AUBURN – An Androscoggin County jury on Tuesday returned a guilty verdict against a Sabattus man who shot his ex-girlfriend in the head in his garage during a bitter custody dispute over their 2-year-old daughter.

Jurors who convicted Daniel Roberts of murder had to weigh two different theories of what happened early Aug. 15, 2005.

Prosecutors said Roberts set an elaborate trap and shot Melissa Mendoza to death, but the defense contended Mendoza was the aggressor and that Roberts made a “split-second” decision to shoot in self-defense.

Deputy Attorney General William Stokes told jurors that Roberts lured Mendoza to his home with false accusations about their 2-year-old daughter, then waited in the garage with the lights off. She was shot in the head as she stepped through the door, he said.

But defense lawyer Leonard Sharon said it was Mendoza, angry and unpredictable, who arrived in the garage holding a stolen handgun and hurling threats.

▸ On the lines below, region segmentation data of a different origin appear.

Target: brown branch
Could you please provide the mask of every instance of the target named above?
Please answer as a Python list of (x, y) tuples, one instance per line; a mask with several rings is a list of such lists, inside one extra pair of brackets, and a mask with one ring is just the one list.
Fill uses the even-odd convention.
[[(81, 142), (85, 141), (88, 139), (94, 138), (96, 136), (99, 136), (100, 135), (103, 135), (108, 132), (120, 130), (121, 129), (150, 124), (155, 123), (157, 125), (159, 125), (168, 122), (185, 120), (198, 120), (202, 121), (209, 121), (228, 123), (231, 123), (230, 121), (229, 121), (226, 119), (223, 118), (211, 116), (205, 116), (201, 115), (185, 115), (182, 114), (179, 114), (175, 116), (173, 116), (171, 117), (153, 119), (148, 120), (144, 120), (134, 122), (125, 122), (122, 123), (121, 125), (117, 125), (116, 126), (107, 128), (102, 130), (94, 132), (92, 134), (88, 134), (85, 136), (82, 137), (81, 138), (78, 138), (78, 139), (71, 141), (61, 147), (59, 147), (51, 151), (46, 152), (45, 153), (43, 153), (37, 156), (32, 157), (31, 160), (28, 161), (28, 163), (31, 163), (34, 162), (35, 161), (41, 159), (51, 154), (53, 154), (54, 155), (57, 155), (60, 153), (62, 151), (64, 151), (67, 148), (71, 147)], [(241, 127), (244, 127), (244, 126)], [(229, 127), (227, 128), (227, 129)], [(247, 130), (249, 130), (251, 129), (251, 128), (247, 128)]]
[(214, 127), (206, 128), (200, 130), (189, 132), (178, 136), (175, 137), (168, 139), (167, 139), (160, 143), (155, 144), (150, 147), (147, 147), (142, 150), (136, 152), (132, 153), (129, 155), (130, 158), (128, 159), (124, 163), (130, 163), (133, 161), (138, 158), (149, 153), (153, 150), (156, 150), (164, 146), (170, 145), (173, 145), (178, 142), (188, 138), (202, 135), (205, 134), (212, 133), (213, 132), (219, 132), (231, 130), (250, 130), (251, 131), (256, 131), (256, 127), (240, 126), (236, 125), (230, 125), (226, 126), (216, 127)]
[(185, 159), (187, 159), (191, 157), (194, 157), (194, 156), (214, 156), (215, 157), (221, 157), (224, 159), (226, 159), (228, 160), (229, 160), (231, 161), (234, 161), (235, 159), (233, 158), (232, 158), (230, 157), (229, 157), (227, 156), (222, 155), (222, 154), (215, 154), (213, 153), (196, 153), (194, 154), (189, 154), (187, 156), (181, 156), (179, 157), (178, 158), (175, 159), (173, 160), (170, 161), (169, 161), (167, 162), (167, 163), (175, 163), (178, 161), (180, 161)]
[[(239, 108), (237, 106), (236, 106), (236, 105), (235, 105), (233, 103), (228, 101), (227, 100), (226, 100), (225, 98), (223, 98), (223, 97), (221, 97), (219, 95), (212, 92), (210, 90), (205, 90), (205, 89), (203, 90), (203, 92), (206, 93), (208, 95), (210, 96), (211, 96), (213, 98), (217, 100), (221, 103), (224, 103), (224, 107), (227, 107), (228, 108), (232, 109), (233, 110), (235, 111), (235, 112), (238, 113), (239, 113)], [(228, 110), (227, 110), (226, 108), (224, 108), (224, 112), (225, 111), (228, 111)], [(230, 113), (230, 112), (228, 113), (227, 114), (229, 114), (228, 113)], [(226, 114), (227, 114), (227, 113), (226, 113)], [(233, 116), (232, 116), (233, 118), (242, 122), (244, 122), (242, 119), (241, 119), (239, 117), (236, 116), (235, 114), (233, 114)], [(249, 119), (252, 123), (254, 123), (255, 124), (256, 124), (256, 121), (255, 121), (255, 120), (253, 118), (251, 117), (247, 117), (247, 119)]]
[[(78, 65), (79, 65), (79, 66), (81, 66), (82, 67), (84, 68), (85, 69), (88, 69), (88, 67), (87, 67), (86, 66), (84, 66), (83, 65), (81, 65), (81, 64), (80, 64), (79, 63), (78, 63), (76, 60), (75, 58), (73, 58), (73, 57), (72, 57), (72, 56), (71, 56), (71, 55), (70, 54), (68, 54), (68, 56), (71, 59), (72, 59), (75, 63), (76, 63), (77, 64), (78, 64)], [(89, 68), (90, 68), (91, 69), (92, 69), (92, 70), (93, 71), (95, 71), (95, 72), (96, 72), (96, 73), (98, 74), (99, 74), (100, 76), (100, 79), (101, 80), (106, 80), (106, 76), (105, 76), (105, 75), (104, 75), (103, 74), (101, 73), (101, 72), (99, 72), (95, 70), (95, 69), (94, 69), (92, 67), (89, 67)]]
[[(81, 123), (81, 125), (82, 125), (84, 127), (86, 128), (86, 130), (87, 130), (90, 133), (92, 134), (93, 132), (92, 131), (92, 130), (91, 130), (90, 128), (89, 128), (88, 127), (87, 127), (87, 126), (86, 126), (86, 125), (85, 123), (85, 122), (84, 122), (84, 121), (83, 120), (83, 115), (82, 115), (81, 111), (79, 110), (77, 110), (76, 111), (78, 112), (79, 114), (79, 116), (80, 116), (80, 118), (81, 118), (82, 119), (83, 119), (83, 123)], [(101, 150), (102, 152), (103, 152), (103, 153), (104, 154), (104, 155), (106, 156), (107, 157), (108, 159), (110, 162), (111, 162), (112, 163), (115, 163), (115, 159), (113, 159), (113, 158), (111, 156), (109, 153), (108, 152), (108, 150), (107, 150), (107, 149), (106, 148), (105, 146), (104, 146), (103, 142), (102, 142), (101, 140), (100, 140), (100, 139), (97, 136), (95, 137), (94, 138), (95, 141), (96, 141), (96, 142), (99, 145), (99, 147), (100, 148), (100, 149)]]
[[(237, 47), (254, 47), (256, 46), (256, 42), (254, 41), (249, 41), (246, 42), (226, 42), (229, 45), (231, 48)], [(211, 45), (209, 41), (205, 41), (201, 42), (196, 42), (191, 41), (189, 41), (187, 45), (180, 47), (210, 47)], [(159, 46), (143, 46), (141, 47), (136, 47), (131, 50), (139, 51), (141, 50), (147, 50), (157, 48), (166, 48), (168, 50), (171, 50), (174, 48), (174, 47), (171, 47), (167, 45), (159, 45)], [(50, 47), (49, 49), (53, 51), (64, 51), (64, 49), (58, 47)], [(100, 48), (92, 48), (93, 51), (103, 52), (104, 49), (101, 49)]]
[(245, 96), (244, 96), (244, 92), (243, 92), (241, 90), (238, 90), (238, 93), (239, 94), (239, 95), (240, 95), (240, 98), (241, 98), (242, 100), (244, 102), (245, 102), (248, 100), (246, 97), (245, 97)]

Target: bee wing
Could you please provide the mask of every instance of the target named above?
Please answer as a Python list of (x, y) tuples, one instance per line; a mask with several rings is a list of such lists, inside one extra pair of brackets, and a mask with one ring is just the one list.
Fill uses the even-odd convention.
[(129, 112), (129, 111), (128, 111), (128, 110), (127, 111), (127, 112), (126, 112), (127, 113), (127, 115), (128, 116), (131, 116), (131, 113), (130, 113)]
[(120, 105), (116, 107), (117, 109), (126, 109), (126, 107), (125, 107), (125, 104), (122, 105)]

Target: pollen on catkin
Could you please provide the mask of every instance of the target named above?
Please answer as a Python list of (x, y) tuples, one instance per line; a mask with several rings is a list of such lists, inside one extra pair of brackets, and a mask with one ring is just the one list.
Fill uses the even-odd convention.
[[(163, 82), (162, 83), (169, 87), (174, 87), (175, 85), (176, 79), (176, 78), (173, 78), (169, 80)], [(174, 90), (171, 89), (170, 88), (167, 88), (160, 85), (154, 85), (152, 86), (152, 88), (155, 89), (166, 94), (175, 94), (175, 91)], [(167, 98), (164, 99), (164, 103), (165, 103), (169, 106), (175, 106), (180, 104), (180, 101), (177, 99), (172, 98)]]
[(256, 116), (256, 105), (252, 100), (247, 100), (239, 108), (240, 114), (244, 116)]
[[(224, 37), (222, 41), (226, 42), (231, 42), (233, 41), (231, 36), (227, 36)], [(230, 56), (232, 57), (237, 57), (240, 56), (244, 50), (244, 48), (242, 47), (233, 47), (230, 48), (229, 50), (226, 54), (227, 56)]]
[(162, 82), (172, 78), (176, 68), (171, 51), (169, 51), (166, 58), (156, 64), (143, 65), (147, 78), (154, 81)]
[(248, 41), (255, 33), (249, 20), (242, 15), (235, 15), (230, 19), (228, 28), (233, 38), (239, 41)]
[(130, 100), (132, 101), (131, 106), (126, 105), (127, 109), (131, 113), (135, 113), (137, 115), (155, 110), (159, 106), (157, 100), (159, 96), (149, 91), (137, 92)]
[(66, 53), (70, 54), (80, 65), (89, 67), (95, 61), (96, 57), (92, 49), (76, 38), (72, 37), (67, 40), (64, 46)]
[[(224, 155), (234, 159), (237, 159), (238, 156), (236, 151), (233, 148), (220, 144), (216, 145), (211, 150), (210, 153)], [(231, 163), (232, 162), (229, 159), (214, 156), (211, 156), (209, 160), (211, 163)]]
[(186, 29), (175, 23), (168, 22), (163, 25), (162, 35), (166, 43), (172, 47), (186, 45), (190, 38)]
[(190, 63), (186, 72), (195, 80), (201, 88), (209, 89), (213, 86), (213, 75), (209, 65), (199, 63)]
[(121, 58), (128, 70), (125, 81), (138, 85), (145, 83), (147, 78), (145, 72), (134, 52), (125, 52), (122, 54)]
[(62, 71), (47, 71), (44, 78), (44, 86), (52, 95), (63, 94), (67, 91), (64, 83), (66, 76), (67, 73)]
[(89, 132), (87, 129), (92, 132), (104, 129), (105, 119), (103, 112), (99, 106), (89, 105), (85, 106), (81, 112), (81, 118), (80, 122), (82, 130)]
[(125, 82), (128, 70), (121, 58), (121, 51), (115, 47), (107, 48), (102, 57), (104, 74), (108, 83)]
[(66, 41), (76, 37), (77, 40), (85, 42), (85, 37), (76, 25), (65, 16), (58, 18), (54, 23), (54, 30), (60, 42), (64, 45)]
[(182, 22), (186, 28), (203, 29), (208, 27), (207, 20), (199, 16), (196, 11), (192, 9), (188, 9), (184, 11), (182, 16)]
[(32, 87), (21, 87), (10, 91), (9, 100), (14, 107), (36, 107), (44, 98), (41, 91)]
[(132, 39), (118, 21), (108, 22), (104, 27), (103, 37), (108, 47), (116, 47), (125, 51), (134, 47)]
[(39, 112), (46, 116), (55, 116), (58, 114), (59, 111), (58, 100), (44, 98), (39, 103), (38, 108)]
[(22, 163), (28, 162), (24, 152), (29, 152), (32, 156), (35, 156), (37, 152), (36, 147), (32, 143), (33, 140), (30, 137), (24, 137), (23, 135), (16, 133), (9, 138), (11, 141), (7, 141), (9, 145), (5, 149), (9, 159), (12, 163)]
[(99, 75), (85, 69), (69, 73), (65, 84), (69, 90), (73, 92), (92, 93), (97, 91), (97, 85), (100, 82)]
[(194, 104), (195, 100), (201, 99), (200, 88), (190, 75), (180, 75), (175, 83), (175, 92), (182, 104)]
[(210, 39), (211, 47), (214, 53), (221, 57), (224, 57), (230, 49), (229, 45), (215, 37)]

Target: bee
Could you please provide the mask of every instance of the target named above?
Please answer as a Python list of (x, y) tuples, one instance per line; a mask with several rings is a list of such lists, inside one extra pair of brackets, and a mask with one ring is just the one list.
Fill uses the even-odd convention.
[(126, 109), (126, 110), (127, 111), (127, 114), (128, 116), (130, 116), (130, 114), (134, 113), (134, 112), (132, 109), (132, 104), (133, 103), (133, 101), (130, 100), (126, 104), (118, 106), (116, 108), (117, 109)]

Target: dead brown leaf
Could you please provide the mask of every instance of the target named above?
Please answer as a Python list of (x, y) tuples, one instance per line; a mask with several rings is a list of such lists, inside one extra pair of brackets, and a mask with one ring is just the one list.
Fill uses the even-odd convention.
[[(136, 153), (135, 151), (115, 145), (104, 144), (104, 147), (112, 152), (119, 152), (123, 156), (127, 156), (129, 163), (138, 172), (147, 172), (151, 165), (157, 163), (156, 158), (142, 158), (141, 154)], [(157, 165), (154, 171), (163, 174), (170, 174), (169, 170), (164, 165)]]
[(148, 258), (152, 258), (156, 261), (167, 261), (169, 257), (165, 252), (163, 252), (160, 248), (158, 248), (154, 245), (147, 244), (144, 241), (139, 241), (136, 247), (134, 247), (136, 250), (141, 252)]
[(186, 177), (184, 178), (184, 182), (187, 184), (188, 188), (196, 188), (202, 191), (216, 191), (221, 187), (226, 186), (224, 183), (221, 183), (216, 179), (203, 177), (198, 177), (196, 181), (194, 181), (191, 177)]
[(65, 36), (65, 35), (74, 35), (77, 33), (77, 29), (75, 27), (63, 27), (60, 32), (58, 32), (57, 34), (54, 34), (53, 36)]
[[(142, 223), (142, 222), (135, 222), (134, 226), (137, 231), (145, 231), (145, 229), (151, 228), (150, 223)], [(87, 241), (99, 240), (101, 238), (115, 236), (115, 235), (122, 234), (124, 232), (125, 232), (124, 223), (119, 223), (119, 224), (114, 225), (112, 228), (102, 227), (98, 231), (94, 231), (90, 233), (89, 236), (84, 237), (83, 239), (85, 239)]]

A loaded .38-caliber handgun was found next to Mendoza’s body, but Stokes said Roberts placed it there after she was killed. Stokes said she held a Pepsi, a handbag and a cell phone – not a gun – as she entered the garage.

Roberts and Mendoza were embroiled in a custody dispute over their daughter, Savanna. Mendoza had taken Savanna to California while the girl was supposed to be in Roberts’ custody but was ordered to bring the child back to Maine.

Stokes and Sharon traded shots during the trial. At one point, Sharon called for a mistrial because he said Stokes was laughing at his witnesses.

Security was extremely tight with spectators passing through a metal detector. Roberts is former leader of a local Hells Angels chapter, and signs warned against gang colors, badges or pins being worn in the courtroom.

At one point, Justice Joyce Wheeler cautioned spectators not to make eye contact with jurors, some of whom felt they were being stared down.

Jurors had only the option of considering a murder charge, which carries a maximum sentence of life in prison in Maine.